AWS Backup Practices & Methods: Comprehensive Study Guide

This guide covers the essential knowledge required for the AWS Certified Solutions Architect - Professional (SAP-C02) exam regarding operational excellence, business continuity, and data protection.

Learning Objectives

Define Recovery Objectives: Differentiate between RTO and RPO and how they drive backup frequency and method.
Analyze DR Strategies: Understand where "Backup & Restore" fits in the hierarchy of disaster recovery (DR) strategies.
Implement Centralized Backups: Utilize AWS Backup for policy-based, automated data protection across an AWS Organization.
Enhance Security: Implement cross-account and cross-region backups to protect against ransomware and regional failures.
Verify Integrity: Establish a process for periodic recovery testing to ensure backups are functional.

Key Terms & Glossary

RPO (Recovery Point Objective): The maximum acceptable amount of data loss measured in time (e.g., "We can lose up to 15 minutes of data").
RTO (Recovery Time Objective): The maximum acceptable time to restore the workload after a failure (e.g., "The system must be back up in 4 hours").
AWS Backup: A fully managed, policy-based service that centralizes and automates the backup of data across AWS services.
Immutable Infrastructure: An operational approach where servers are never patched in place; instead, they are replaced by new versions from a fresh image (AMI).
Cross-Region Copy: The practice of storing backup data in a different geographic region than the source data to protect against regional disasters.

The "Big Idea"

[!IMPORTANT] "Everything fails all the time." — Werner Vogels Reliability in the cloud isn't about preventing failure; it is about designing systems that can recover gracefully.
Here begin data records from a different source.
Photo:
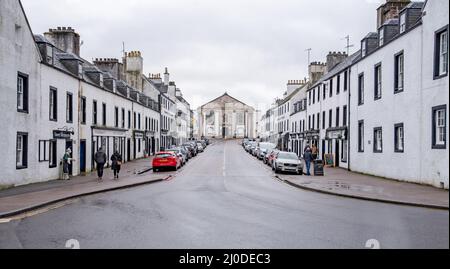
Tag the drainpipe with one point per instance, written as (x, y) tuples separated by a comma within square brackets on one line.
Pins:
[(349, 122)]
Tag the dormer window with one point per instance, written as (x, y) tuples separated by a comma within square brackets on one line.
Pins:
[(381, 37), (80, 70), (364, 48), (402, 23), (49, 54)]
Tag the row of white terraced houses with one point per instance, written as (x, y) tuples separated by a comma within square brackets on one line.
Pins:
[(380, 111), (53, 99)]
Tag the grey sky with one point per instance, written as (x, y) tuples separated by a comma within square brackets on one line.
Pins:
[(248, 48)]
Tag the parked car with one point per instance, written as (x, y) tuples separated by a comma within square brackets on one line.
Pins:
[(191, 149), (180, 152), (200, 147), (164, 160), (263, 149), (271, 157), (287, 162), (249, 146)]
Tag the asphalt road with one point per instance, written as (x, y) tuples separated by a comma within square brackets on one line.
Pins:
[(227, 199)]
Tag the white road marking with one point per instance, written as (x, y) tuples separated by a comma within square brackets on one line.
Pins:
[(224, 171)]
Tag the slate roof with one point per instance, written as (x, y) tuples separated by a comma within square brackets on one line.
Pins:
[(339, 68)]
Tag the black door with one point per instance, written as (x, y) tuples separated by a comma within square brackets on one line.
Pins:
[(153, 146), (83, 156), (323, 150), (337, 156), (128, 150), (69, 145)]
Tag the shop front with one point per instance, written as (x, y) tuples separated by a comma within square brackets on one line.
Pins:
[(338, 144), (110, 140)]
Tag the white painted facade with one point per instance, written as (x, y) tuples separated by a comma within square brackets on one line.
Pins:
[(18, 53), (412, 107), (127, 118)]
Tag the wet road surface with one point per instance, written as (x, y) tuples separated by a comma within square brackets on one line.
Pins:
[(225, 198)]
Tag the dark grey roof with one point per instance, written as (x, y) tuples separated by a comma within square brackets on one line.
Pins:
[(418, 5), (391, 22), (339, 68), (371, 35), (41, 39)]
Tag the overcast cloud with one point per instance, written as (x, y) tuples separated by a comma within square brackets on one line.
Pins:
[(248, 48)]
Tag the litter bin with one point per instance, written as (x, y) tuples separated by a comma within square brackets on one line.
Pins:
[(318, 168)]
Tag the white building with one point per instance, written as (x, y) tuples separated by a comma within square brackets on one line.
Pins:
[(327, 115), (182, 118), (53, 99), (228, 118), (399, 100)]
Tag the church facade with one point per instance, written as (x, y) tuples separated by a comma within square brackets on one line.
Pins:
[(226, 117)]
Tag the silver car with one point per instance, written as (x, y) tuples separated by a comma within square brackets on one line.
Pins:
[(287, 162), (263, 149)]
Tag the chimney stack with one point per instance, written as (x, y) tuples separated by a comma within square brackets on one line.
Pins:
[(65, 38), (390, 10), (334, 58), (166, 77)]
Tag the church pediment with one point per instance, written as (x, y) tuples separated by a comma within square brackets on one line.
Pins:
[(224, 100)]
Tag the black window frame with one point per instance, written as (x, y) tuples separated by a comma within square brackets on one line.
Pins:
[(129, 119), (338, 85), (116, 116), (53, 163), (324, 122), (361, 136), (344, 114), (83, 108), (396, 78), (54, 116), (434, 144), (338, 116), (69, 107), (123, 118), (378, 92), (24, 164), (25, 93), (361, 89), (43, 145), (94, 112), (396, 127), (346, 80), (375, 130), (331, 88), (330, 118), (437, 46), (104, 116)]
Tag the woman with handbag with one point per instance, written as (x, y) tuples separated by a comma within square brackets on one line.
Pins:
[(116, 159)]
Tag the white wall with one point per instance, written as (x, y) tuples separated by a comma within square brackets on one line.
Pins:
[(434, 163), (18, 53)]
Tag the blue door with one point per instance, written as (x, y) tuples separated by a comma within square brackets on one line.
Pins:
[(83, 156)]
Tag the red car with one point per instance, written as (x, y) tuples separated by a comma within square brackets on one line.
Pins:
[(166, 160)]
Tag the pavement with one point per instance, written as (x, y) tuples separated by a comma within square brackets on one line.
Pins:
[(341, 182), (22, 199), (226, 199)]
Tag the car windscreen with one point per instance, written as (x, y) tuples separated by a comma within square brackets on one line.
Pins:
[(267, 146), (164, 155), (288, 156)]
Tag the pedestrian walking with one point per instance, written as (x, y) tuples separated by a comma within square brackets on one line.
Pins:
[(116, 160), (66, 164), (308, 159), (314, 152), (100, 159)]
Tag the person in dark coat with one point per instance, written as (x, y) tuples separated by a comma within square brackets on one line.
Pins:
[(100, 158), (116, 160), (308, 159)]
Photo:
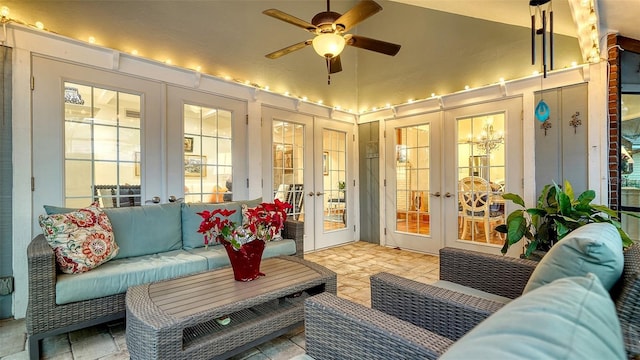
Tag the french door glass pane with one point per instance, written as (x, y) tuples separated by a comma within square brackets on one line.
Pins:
[(334, 170), (207, 154), (481, 177), (102, 146), (288, 148), (413, 170)]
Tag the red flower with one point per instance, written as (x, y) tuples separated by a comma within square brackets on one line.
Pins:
[(264, 222)]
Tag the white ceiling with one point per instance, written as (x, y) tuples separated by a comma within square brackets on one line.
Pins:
[(616, 16), (446, 44)]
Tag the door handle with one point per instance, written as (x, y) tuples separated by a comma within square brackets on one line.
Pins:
[(155, 200)]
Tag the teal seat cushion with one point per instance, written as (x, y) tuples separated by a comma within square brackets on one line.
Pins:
[(217, 256), (116, 276), (191, 238), (142, 230), (570, 318), (594, 248)]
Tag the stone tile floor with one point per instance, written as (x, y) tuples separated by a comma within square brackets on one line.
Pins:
[(353, 263)]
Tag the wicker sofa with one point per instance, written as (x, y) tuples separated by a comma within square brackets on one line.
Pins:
[(156, 242), (415, 320)]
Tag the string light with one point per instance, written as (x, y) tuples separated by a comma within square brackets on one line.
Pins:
[(591, 21)]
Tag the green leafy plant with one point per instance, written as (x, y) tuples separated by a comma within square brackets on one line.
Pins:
[(557, 213)]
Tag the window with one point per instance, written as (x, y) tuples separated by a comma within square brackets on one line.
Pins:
[(102, 146), (207, 154)]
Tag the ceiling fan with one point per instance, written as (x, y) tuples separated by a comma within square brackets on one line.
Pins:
[(330, 28)]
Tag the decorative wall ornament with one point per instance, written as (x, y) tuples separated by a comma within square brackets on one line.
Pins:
[(538, 10), (545, 126), (72, 96), (575, 121)]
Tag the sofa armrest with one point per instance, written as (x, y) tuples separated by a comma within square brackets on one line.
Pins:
[(336, 328), (294, 229), (496, 274), (445, 312), (42, 281)]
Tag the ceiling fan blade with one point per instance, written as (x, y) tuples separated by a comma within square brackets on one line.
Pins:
[(290, 19), (380, 46), (356, 14), (335, 65), (288, 49)]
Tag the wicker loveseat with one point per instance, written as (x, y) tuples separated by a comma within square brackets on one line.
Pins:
[(415, 320), (156, 242)]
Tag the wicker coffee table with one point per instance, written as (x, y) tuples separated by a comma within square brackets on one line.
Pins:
[(175, 319)]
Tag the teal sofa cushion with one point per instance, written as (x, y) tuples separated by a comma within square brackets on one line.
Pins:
[(570, 318), (217, 256), (594, 248), (191, 238), (116, 276), (141, 230)]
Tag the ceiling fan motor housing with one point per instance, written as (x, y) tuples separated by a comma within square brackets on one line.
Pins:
[(324, 21)]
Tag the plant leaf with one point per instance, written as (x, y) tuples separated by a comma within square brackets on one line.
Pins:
[(586, 197), (564, 203), (568, 190), (606, 210), (517, 229), (515, 198)]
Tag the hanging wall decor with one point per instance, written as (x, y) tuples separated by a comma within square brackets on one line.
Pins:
[(539, 10), (545, 126)]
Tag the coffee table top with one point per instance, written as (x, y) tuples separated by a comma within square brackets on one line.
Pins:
[(216, 293)]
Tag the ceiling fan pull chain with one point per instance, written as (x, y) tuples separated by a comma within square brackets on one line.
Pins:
[(328, 70)]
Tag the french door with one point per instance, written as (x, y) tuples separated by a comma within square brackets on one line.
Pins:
[(483, 152), (445, 173), (413, 194), (100, 135), (307, 163), (88, 127)]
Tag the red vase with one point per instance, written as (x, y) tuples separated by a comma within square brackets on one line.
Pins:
[(246, 261)]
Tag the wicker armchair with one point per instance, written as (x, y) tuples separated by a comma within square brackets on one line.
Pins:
[(338, 329), (412, 320), (452, 314)]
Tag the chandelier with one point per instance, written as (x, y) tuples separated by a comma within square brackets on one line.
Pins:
[(489, 139)]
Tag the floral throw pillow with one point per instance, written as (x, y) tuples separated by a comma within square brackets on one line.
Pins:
[(245, 221), (81, 239)]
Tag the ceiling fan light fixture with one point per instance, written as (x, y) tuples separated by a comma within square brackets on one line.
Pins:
[(328, 45)]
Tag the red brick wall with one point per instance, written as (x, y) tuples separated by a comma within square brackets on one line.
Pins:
[(614, 97), (614, 43)]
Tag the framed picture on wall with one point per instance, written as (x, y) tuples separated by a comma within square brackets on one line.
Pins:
[(283, 159), (325, 163), (194, 166), (188, 144)]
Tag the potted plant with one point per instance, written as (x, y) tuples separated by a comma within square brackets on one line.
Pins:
[(557, 213), (244, 243)]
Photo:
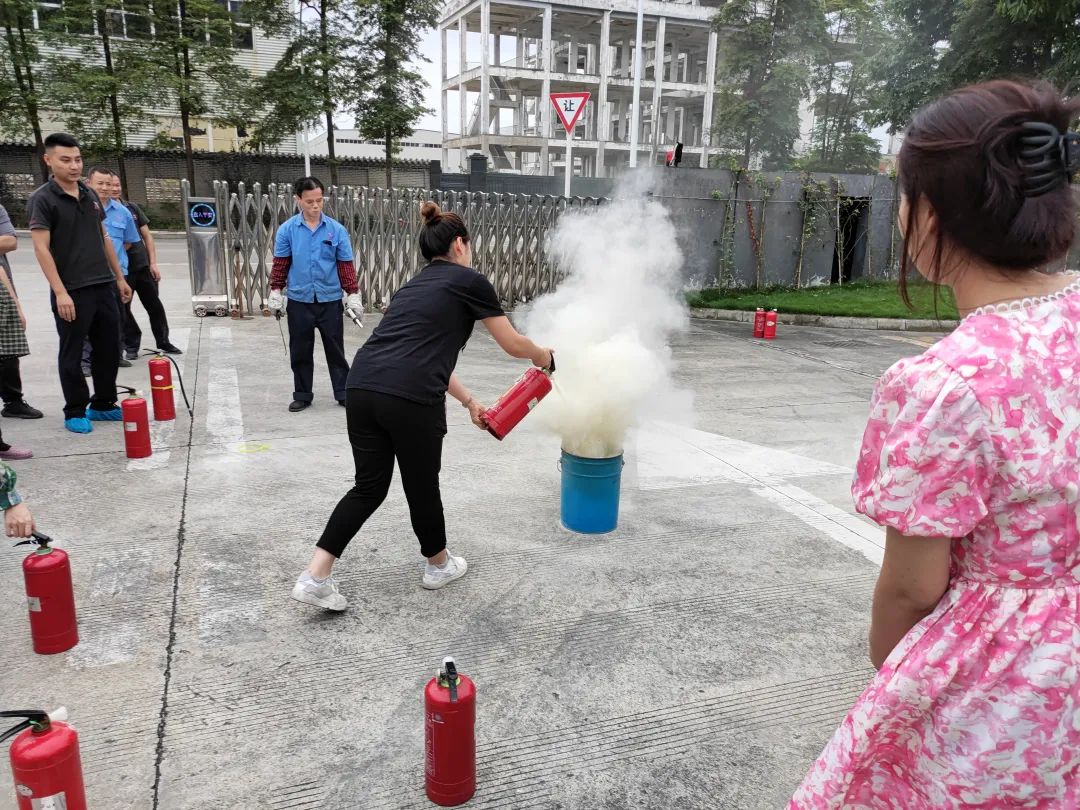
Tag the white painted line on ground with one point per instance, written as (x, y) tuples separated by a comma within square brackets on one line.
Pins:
[(161, 433), (846, 528), (225, 423)]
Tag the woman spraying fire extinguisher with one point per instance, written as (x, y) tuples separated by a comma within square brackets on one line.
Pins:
[(395, 402)]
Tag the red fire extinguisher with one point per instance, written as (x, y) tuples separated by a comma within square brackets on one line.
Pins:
[(449, 707), (44, 761), (50, 597), (161, 390), (770, 325), (518, 400), (136, 428), (759, 323)]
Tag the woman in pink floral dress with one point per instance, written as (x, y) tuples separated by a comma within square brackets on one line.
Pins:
[(971, 461)]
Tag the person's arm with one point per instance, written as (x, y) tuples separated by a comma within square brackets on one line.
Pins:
[(11, 291), (17, 520), (458, 391), (914, 578), (151, 251), (110, 256), (41, 238), (515, 343)]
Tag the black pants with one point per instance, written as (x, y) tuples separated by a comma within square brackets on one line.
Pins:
[(304, 319), (382, 428), (11, 380), (144, 285), (96, 320)]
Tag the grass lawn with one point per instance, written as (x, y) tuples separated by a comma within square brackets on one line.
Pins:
[(861, 299)]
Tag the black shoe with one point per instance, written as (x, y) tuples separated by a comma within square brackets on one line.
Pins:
[(21, 409)]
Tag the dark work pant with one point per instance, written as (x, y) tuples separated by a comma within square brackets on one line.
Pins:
[(88, 350), (144, 286), (96, 320), (11, 380), (304, 319), (382, 428)]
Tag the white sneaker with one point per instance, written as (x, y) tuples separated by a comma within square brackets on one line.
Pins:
[(321, 594), (435, 578)]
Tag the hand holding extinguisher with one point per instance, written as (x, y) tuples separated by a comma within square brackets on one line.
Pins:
[(44, 760)]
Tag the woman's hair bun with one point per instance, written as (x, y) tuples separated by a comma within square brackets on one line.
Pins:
[(430, 212)]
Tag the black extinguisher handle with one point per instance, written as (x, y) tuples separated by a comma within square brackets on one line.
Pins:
[(40, 539)]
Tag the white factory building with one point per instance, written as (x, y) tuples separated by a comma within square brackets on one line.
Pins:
[(502, 58)]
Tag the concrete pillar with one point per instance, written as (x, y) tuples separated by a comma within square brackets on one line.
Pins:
[(603, 113), (462, 65), (706, 118), (545, 109), (658, 72), (485, 80)]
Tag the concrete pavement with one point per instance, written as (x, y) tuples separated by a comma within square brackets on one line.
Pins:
[(698, 658)]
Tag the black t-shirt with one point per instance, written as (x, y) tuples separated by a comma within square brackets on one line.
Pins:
[(414, 350), (76, 239), (137, 256)]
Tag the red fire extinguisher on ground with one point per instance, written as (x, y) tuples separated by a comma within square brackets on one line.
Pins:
[(759, 323), (770, 325), (50, 597), (161, 390), (449, 709), (136, 427), (516, 403), (44, 761)]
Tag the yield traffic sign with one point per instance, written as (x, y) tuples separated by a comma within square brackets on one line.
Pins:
[(569, 107)]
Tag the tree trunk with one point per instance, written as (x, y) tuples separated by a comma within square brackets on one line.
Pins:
[(118, 133), (327, 96), (390, 154), (24, 77)]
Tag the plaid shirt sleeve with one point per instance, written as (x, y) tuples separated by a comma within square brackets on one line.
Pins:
[(9, 497), (347, 274), (279, 273)]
Backups are the ultimate safety net. However, a backup that hasn't been tested for recovery is merely "hope," not a strategy. True operational excellence requires moving from manual, ad-hoc backups to automated, policy-driven, and regularly tested recovery workflows.

Formula / Concept Box

Metric/Concept	Definition	Impact on Cost
RPO	Time between last backup and disaster.	Lower RPO = More frequent backups = Higher Cost.
RTO	Time between disaster and restoration.	Lower RTO = More automation/warm resources = Higher Cost.
Backup & Restore	Recovery from off-site storage.	Lowest cost, highest RTO/RPO.

Hierarchical Outline

I. Recovery Objectives
- RPO: Focuses on data loss (The "Back in Time" window).
- RTO: Focuses on downtime (The "Waiting for Service" window).
- Resilience Hub: AWS service used to evaluate if infrastructure meets these targets.
II. Backup Strategies
- Mutable Environments: Require backing up data and patching existing OS (SSM Patch Manager).
- Immutable Environments: Focus on backing up data and re-deploying infrastructure via IaC (Infrastructure as Code).
III. AWS Backup Service Features
- Centralized Management: Manage backups across multiple AWS accounts via AWS Organizations.
- Policy-based: Use "Backup Plans" to define frequency and retention.
- Security: Supports encryption and cross-account/region copying.
IV. Disaster Recovery (DR) Tiers
- Backup & Restore: Simple, cheap, high RTO/RPO.
- Pilot Light: Core data is live; other resources are "off" until needed.
- Warm Standby: Scaled-down version of environment is always running.
- Multi-site Active/Active: Zero RTO/RPO, most expensive.

Visual Anchors

The Relationship Between RPO and RTO

Compiling TikZ diagram…

⏳

Running TeX engine…

This may take a few seconds

Regional Backup & Restore Flow

Loading Diagram...

Definition-Example Pairs

Cross-Account Backup: The process of copying a backup to a completely different AWS Account ID.
- Example: A financial firm copies all RDS snapshots to a restricted "Vault" account. If an admin account in Production is compromised by ransomware, the attacker cannot delete the backups in the Vault account.
Infrastructure as Code (IaC): Using code (CloudFormation/Terraform) to define and deploy resources.
- Example: Instead of backing up an entire EC2 instance, you store the configuration in a Git repository. During a disaster, you run a script to recreate the fleet in a new region instantly.

Worked Examples

Example 1: Calculating RPO Requirements

Scenario: A business updates its inventory database every hour. In the event of a failure, they can manually reconstruct 2 hours of data using paper receipts, but no more.

Required RPO: 2 hours.
Solution: Schedule an automated backup (using AWS Backup) every 2 hours at minimum. For safety, an hourly backup is recommended.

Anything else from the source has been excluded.